Federal investigators executed a search warrant at the Manhattan home of former President Donald Trump’s lawyer Rudy Giuliani on Wednesday, according to reports from the New York Times, Reuters and a law enforcement official cited by The Associated Press.
The former New York City mayor has been under investigation for several years over his business dealings in Ukraine. It comes as the Justice Department continues its investigation into the staunch Trump ally.
A lawyer for Giuliani, Bob Costello, confirmed to Reuters that a search warrant had been executed. Electronic devices were among the items seized, according to the Times.
The official could not discuss the investigation publicly and spoke to the AP on condition of anonymity.
The investigation “grew out of a case against two Soviet-born men”, Lev Parnas and Igor Fruman, “who aided his mission in Ukraine to unearth damaging information” on President Joe Biden and his son Hunter, the New York Times reported.
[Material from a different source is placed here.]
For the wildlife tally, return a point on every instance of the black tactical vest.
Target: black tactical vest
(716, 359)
Fruman and Parnas were both indicted last year on charges of conspiracy and falsifying records.
Hunter, who faced criticism from alleged misconduct during his time on the board of Ukrainian energy company Burisma, now faces a criminal tax probe by the Justice Department.
Giuliani also sought to undermine former US ambassador to Ukraine Marie Yovanovitch, who was pushed out on Trump’s orders, and met several times with Ukrainian lawmaker Yuriy Lutsenko, who released edited recordings of Biden in an effort to smear him before the election.
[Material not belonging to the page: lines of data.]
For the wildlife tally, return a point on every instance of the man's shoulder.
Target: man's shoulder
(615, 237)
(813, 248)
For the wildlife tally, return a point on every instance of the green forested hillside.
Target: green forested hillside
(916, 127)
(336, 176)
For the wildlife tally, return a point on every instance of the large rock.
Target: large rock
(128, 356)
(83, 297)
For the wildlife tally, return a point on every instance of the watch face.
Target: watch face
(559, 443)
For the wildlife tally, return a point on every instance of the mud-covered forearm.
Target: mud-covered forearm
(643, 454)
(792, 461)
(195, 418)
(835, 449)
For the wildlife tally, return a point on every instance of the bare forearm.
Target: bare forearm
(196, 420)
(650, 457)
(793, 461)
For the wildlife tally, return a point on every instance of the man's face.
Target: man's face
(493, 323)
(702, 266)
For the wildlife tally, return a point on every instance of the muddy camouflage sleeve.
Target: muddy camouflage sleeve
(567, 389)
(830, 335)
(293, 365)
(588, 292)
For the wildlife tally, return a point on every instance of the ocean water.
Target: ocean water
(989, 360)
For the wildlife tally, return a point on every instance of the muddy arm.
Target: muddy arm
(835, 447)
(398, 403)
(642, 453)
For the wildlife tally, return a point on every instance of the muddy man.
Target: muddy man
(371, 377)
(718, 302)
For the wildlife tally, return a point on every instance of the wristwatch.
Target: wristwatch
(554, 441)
Prosecutors have looked into Giuliani’s work with Lutsenko, the Times reported.
The full scope of the investigation is unclear, but it at least partly involves the Ukraine dealings, law enforcement officials have told the AP.
Giuliani did not immediately respond to Reuters and AP requests for comment.
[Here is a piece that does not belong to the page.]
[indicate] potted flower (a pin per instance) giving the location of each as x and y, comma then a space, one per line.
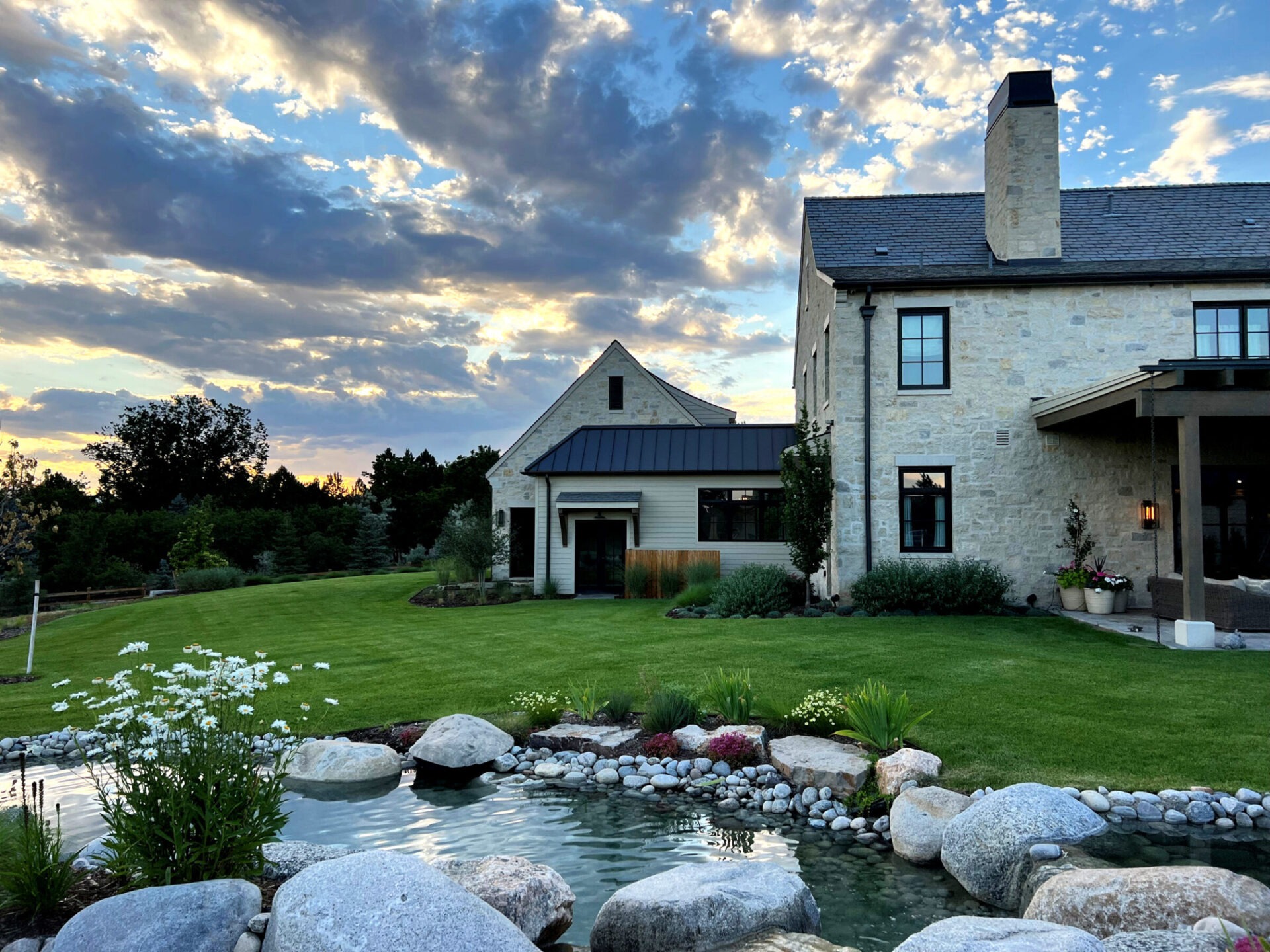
1100, 592
1072, 580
Federal prosecutors in Manhattan had pushed last year for a search warrant for records, including some of Giuliani’s communications, but officials in the Trump-era Justice Department would not sign off on the request, according to multiple people cited by the AP familiar with the investigation who insisted on anonymity to speak about an ongoing investigation.
Officials in the deputy attorney general’s office raised concerns about both the scope of the request, which they thought would contain communications that could be covered by legal privilege between Giuliani and Trump, and the method of obtaining the records, three of the people said.
They could not discuss the investigation publicly and spoke to AP on condition of anonymity.
The issue was widely expected to be revisited by the Justice Department once Attorney General Merrick Garland assumed office.
Without corrupt interference by Trump’s DOJ the Rudy investigation is moving & a judge has found probable cause to believe a crime was committed. Warrants to search lawyers are hard to get — more approvals & prosecutors move carefully. This is big. https://t.co/CvJHEErXNy
— Jennifer Rodgers (@JenGRodgers) April 28, 2021
Garland was confirmed last month and Deputy Attorney General Lisa Monaco was confirmed to her position and sworn in last week. The Justice Department requires that applications for search warrants served on lawyers be approved by senior department officials.
A Justice Department spokesperson did not immediately respond to an AP request for comment. The US Attorney’s office in Manhattan declined to comment Wednesday.